Ролстоун замешкался на пороге.
– Как все же она умерла? – спросил он. – Ходят разные слухи, но никто толком ничего не знает.
Не было смысла скрывать, по крайней мере, часть истины. Скоро и так все узнают.
– Полной точности до вскрытия нет, но все говорит о том, что ее убили кинжальным ударом в сердце, – сказал Дэлглиш.
Казалось, Ролстоун хотел заговорить, но передумал и дал им уйти. Когда они свернули за угол, Кейт сказала:
– Никто из парочки не выразил сожаления по поводу ее смерти. Хорошо, что хотя бы не говорили, каким первоклассным адвокатом она была. Я уже устала от этой унылой эпитафии. А насколько надежное у него алиби, сэр?
– Достаточно надежное. Но если ты имешь в виду возможный сговор супругов, чтобы убить Венис Олд-ридж, тут пришлось бы особенно потрудиться, да и жюри тоже. Люси Ролстоун – сама добродетель: ревностная католичка, участвует в полудюжине благотворительных организаций, связанных в основном с помощью детям, один день в неделю работает в детском хосписе, скромная, но умелая; все считают ее образцом жены члена парламента.
– И отличной матерью?
– У них нет детей. Наверное, для нее это большое горе.
– Вы думаете, она и на ложь не способна?
– Все способны. Но Люси Ролстоун солжет только в случае крайней необходимости.
– Например, чтобы спасти мужа от тюрьмы? Рассказ о том, как Олдридж вызвала его к себе по телефону, весьма неправдоподобен. Вряд ли она стала бы звонить вечером, без всякого предупреждения только для того, чтобы посоветоваться насчет судейского кресла. Но он поступил умно, рассказав об этом. Его объяснение изобретательно, – отметила Кейт.
– Возможно, и правдиво, – уточнил Дэлглиш. – Похоже, она хотела обсудить что-то действительно важное и срочное, но потом передумала.
– Например, помолвку Октавии?
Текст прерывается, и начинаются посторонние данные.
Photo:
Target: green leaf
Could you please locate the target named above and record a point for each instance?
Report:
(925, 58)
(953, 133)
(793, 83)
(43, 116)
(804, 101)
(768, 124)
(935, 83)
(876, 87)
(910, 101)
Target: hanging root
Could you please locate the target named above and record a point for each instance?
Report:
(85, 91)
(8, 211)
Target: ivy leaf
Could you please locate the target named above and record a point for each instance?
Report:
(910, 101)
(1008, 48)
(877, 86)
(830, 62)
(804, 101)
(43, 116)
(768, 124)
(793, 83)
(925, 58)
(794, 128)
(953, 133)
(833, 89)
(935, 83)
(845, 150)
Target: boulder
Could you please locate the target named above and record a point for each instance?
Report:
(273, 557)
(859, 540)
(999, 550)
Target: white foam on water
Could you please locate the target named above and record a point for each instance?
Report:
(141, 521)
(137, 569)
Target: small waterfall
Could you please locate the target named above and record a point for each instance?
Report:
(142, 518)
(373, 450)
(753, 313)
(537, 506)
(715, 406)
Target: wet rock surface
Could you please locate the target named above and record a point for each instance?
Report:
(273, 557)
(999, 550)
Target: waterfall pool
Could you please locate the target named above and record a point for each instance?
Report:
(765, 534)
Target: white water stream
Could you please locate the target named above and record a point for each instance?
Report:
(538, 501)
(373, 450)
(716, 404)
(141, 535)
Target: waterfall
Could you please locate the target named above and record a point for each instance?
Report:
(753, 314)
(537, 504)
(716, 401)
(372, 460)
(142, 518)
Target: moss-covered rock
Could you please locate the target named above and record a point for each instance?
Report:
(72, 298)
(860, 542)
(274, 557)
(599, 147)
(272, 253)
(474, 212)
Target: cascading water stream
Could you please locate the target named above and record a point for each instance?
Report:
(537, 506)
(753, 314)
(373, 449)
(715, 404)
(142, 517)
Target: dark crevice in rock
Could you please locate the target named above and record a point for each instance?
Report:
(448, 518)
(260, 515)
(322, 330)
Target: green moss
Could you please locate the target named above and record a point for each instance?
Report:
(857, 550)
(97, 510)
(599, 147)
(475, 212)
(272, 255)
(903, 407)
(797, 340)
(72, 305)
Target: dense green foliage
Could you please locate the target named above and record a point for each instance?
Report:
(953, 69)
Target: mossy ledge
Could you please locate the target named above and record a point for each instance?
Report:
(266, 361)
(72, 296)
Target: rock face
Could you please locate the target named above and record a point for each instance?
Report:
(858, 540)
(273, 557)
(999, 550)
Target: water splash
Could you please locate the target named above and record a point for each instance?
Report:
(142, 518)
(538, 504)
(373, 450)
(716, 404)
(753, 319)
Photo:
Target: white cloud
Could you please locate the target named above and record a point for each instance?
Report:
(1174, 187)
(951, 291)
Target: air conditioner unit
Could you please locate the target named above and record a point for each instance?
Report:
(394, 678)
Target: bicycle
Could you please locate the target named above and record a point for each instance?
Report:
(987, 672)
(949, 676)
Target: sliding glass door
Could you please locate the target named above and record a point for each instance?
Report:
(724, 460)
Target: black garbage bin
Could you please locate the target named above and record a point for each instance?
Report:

Тогда почему Ролстоун не назвал ее в качестве повода для звонка? Хотя, если она об этом не упомянула, он мог ничего не знать. Думаю, она собиралась все ему рассказать, но потом решила, что от него мало толку. В конце концов, что он мог сделать? Октавия совершеннолетняя. Но мать, судя по всему, находилась в отчаянии. Она обратилась за помощью к Дрисдейлу Лоду, но безуспешно.
– Хотел бы я знать, когда закончился этот роман, – задумчиво произнес Дэлглиш. – Больше года назад, как уверяет Ролстоун, или во вторник вечером? Наверное, только двое могли бы дать ответ. Но один молчит, а вторая мертва.